Pengaruh Reputasi Auditor Terhadap Akurasi Pemalan Laba Dari hasil penelitian, nilai sig t sebesar 0,433. Nilai ini lebih besar dari
tingkat signifikansi 5%. Jadi dapat disimpulkan bahwa variabel reputasi auditor tidak berpengaruh signifikan terhadap akurasi peramalan laba. Ketidaksignifikansi ini menunjukkan bahwa dalam pasar modal, auditor eksternal tidak memegang peranan yang penting dalam perencanaan ramalan laba dari perusahaan emiten. Dari data yang diambil, perusahaan yang menggunakan jasa auiditor big four hanya sebanyak 11 emiten atau sebesar 32,35%. Sehingga hasil yang tidak signifikan ini mungkin dapat pula disebabkan karena hipotesis ini tidak didukung oleh data. Reputasi auditor yang tidak berpengaruh terhadap ketepatan ramalan laba dapat pula disebabkan karena auditor hanya memberikan pendapat (opini) atas kewajaran laporan keuangan yang dibuat oleh manajemen, dan bukan peramalan labanya. Auditor yang frekuensinya lebih sering melakukan audit pada perusahaan yang IPO dibandingkan dengan auditor yang jarang melakukan audit memiliki prestasi yang tidak jauh berbeda. Rata-rata kesalahan peramalan pada auditor yang lebih sering melakukan audit memang lebih rendah namun selisihnya tidak signifikan dengan auditor yang jarang melakukan audit pada perusahaan IPO. Hal ini menunjukkan bahwa kinerja dua kategori kelompok auditor relatif setara, karena dalam mengaudit semua auditor menggunakan standar yang sama
69
dalam penilaian pelaporan keuangan. Hasil ini sesuai dengan penelitian yang dilakukan oleh Firth dan Smith (1992), Jelic et al. (1998), Meily dan Indriantoro (1999), Hairany (2001), Sunariyah (2002), Dita (2003), Khusnik (2004) dan Florensia et al. (2008).
5.
Pengaruh Multinasional Company Terhadap Akurasi Peramalan Laba Dari hasil penelitian, nilai sig t sebesar 0,918. Nilai ini lebih besar dari
tingkat signifikansi 5%. Berarti secara statistik variabel MNC (multinational company) tidak berpengaruh signifikan terhadap akurasi peramalan laba. Ketidaksignifikansi ini mungkin disebabkan karena variabel ini tidak didukung oleh data, sebab sampel perusahaan yang berskala internasional hanya sebanyak 5 emiten (14,71%). Hasil ini sesuai dengan penelitian yang dilakukan oleh Florensia et al. (2008).
6.
Pengaruh Rasio Leverage Terhadap Akurasi Peramalan Laba Hasil penelitian ini menunjukkan bahwa nilai sig t adalah sebesar 0,393.

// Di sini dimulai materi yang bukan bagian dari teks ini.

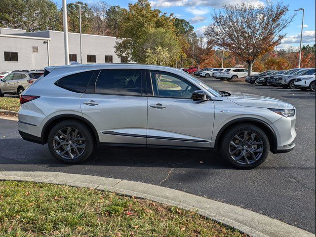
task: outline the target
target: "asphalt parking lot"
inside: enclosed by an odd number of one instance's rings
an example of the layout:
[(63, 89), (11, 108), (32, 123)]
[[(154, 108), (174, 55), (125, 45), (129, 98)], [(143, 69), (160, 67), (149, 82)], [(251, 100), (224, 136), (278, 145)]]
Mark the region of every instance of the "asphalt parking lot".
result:
[(270, 154), (251, 170), (231, 168), (213, 152), (158, 149), (99, 149), (82, 164), (65, 165), (55, 160), (46, 145), (21, 140), (16, 121), (0, 119), (0, 169), (59, 171), (160, 185), (241, 206), (315, 233), (315, 93), (203, 80), (220, 90), (292, 104), (298, 119), (295, 149)]

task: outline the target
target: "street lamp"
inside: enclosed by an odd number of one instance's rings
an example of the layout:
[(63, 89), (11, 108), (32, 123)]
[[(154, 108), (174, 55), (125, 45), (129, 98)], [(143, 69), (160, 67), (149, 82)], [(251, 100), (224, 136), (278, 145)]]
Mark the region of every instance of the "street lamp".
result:
[(80, 28), (80, 63), (82, 63), (82, 40), (81, 40), (81, 7), (85, 6), (87, 7), (88, 6), (86, 5), (83, 5), (82, 4), (79, 3), (73, 3), (75, 5), (78, 5), (79, 6), (79, 26)]
[(300, 43), (300, 54), (298, 57), (298, 68), (301, 68), (301, 55), (302, 55), (302, 38), (303, 37), (303, 28), (304, 24), (304, 13), (305, 9), (304, 8), (299, 8), (294, 10), (295, 11), (303, 11), (303, 17), (302, 19), (302, 29), (301, 30), (301, 42)]
[(65, 64), (69, 65), (69, 49), (68, 46), (68, 22), (67, 21), (67, 5), (66, 0), (63, 0), (63, 22), (64, 24), (64, 47), (65, 48)]

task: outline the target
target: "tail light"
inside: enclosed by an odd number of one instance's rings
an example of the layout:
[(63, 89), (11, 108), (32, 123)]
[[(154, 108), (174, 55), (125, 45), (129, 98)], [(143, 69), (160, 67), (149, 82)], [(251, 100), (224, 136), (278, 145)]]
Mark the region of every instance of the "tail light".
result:
[(20, 97), (20, 104), (22, 105), (40, 98), (40, 96), (38, 95), (21, 95)]

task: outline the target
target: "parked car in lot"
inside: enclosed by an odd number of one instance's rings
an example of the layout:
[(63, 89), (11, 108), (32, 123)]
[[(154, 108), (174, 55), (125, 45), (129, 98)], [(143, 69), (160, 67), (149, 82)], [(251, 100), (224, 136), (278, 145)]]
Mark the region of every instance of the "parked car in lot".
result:
[(183, 71), (191, 74), (191, 73), (194, 73), (196, 71), (198, 71), (198, 67), (191, 66), (188, 69), (183, 69)]
[(302, 68), (293, 68), (292, 69), (289, 69), (285, 72), (284, 72), (283, 73), (282, 73), (281, 75), (279, 75), (277, 78), (276, 79), (276, 83), (275, 84), (274, 84), (273, 85), (275, 86), (279, 86), (281, 83), (280, 83), (280, 80), (282, 79), (282, 77), (284, 77), (284, 76), (286, 76), (288, 75), (293, 75), (294, 73), (295, 73), (296, 72), (301, 70), (302, 69)]
[(4, 71), (0, 73), (0, 79), (5, 78), (7, 75), (11, 73), (10, 71)]
[(213, 77), (214, 73), (216, 72), (220, 72), (223, 70), (223, 68), (215, 68), (210, 69), (208, 70), (205, 70), (201, 72), (199, 76), (204, 78), (209, 78), (210, 77)]
[(302, 90), (309, 89), (311, 91), (315, 91), (315, 73), (312, 75), (305, 75), (298, 77), (294, 82), (295, 89)]
[(294, 86), (294, 82), (295, 79), (297, 78), (297, 75), (299, 76), (311, 76), (315, 73), (315, 69), (302, 69), (297, 71), (294, 73), (295, 75), (288, 76), (285, 77), (282, 77), (281, 80), (280, 80), (281, 87), (286, 88), (288, 88), (289, 89), (294, 89), (295, 88)]
[(199, 74), (202, 72), (203, 72), (203, 71), (209, 70), (212, 69), (212, 68), (203, 68), (203, 69), (201, 69), (200, 70), (196, 71), (194, 73), (193, 73), (193, 74), (195, 75), (195, 76), (199, 76)]
[(4, 94), (17, 94), (22, 93), (44, 73), (42, 72), (12, 72), (0, 81), (0, 97)]
[(79, 65), (46, 68), (44, 75), (20, 97), (18, 128), (65, 163), (107, 145), (219, 149), (232, 165), (249, 169), (269, 151), (295, 146), (291, 104), (219, 91), (176, 69)]
[[(245, 68), (230, 68), (228, 69), (230, 70), (220, 74), (219, 77), (227, 80), (230, 80), (231, 79), (243, 78), (248, 75), (248, 69), (246, 69)], [(227, 69), (225, 71), (227, 70)], [(251, 74), (255, 75), (259, 74), (259, 73), (252, 72)]]
[(275, 70), (265, 71), (264, 72), (262, 72), (262, 73), (256, 75), (248, 76), (246, 77), (245, 81), (246, 82), (250, 83), (250, 84), (254, 84), (256, 81), (256, 79), (261, 77), (270, 75), (274, 72), (275, 72)]

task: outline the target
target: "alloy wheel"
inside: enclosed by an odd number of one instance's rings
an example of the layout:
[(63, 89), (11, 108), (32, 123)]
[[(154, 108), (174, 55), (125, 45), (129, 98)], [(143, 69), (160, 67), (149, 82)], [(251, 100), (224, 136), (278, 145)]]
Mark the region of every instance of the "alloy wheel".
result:
[(264, 152), (262, 139), (253, 132), (240, 132), (230, 142), (229, 150), (232, 158), (240, 164), (250, 164), (262, 157)]
[(315, 91), (315, 82), (314, 81), (311, 84), (311, 90), (312, 91)]
[(78, 129), (68, 126), (56, 133), (53, 146), (60, 157), (67, 159), (76, 159), (85, 150), (85, 138)]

Nilai ini lebih besar dari tingkat signifikansi 5%. Berarti secara statistik variabel rasio leverage tidak berpengaruh signifikan terhadap akurasi peramalan laba. Sedangkan koefisien regresi sebesar 0,019 menunjukkan pengaruh yang positif terhadap kesalahan ramalan laba. Artinya tingkat kewajiban yang rendah menyebabkan kesalahan yang lebih kecil, sehingga akan lebih akurat dalam meramalkan labanya. Ketidaksignifikansi ini mungkin disebabkan karena krisis global yang terjadi Indonesia selama tahun 2008. Sehingga mengakibatkan hutang dalam mata uang
70
asing yang dimiliki perusahaan akan berfluktuasi. Akibatnya hutang akan semakin meningkat karena kurs mata uang asing (dollar) yang meningkat terhadap rupiah. Ketidakstabilan hutang inilah yang diduga akan mempengaruhi ketidak signifikansinya variabel rasio leverage terhadap akurasi peramalan laba. Hasil ini sesuai dengan penilitian yang dilakukan oleh Firth dan Smith (1992), Jelic et al. (1998), Meily dan Indriantoro (1999) dan Florensia et al. (2008), namun tidak sesuai dengan hasil penelitian Hairany (2001), Sunariyah (2002), Dita (2003), dan Khusnik (2004).
7.
Pengaruh Kelompok Industri Terhadap Akurasi Peramalan Laba Hasil penelitian ini menunjukkan bahwa nilai sig t adalah sebesar 0,680.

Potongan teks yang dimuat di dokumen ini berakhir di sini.